The Wall and the border regime basically halted the departure of East German citizens. A few people were occasionally able to slip through to the west, but hundreds of (mostly young) East German citizens were killed when they attempted to escape across the border.
In the late 1980s, various economic and other problems in the Soviet Union and its “satellite” states led to increased pressure on the Wall and the border regime. In the summer of 1989, for example, hundreds of East German citizens were able to flee over the Hungarian border to Austria, and others took refuge in the West German Embassy in Prague and were transported to the west.
Finally, on the night of November 9, 1989 the Berlin Wall was opened by East German border officials (perhaps as the result of a mistaken communication) and thousands of East Berliners spent a night of celebration in West Berlin. Thereafter the Wall was permanently opened (and eventually dismantled), and the unification of Germany, and the dissolution of the Soviet Union, followed in succeeding years.
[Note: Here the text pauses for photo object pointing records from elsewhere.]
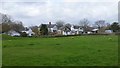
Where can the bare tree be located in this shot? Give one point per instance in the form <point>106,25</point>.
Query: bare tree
<point>100,23</point>
<point>35,29</point>
<point>9,24</point>
<point>68,25</point>
<point>17,26</point>
<point>84,22</point>
<point>60,23</point>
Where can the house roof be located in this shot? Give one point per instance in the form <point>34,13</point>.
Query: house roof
<point>50,25</point>
<point>77,27</point>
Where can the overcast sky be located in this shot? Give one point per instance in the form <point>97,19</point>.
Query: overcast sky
<point>35,12</point>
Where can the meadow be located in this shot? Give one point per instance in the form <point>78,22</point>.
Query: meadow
<point>61,51</point>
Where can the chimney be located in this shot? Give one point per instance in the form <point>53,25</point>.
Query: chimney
<point>49,23</point>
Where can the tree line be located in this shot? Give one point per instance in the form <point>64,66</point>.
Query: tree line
<point>8,24</point>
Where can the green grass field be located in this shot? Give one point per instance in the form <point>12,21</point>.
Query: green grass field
<point>62,51</point>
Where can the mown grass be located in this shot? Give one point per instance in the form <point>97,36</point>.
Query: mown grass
<point>62,51</point>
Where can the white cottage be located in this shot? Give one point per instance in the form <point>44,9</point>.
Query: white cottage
<point>13,33</point>
<point>29,32</point>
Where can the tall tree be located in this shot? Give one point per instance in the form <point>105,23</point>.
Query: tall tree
<point>115,27</point>
<point>84,23</point>
<point>9,24</point>
<point>60,23</point>
<point>44,29</point>
<point>100,23</point>
<point>35,29</point>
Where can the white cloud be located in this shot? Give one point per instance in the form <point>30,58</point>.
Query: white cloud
<point>34,12</point>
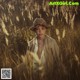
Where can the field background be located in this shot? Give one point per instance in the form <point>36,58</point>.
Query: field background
<point>16,17</point>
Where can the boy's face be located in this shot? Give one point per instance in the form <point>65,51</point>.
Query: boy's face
<point>40,31</point>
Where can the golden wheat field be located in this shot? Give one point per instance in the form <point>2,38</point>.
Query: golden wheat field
<point>16,18</point>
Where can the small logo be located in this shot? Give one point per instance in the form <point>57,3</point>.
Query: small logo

On November 9, 2009, therefore, we celebrate the twentieth anniversary of the opening of the Berlin Wall, which led to seismic changes in the political structure of Europe and the world.
The German Unification Collection of the Thurgood Marshall Law Library focuses on the complex legal and constitutional issues of that era: the period leading up to German unification, the events of unification itself, and the complex and sometimes bitter aftermath of that epochal historical event.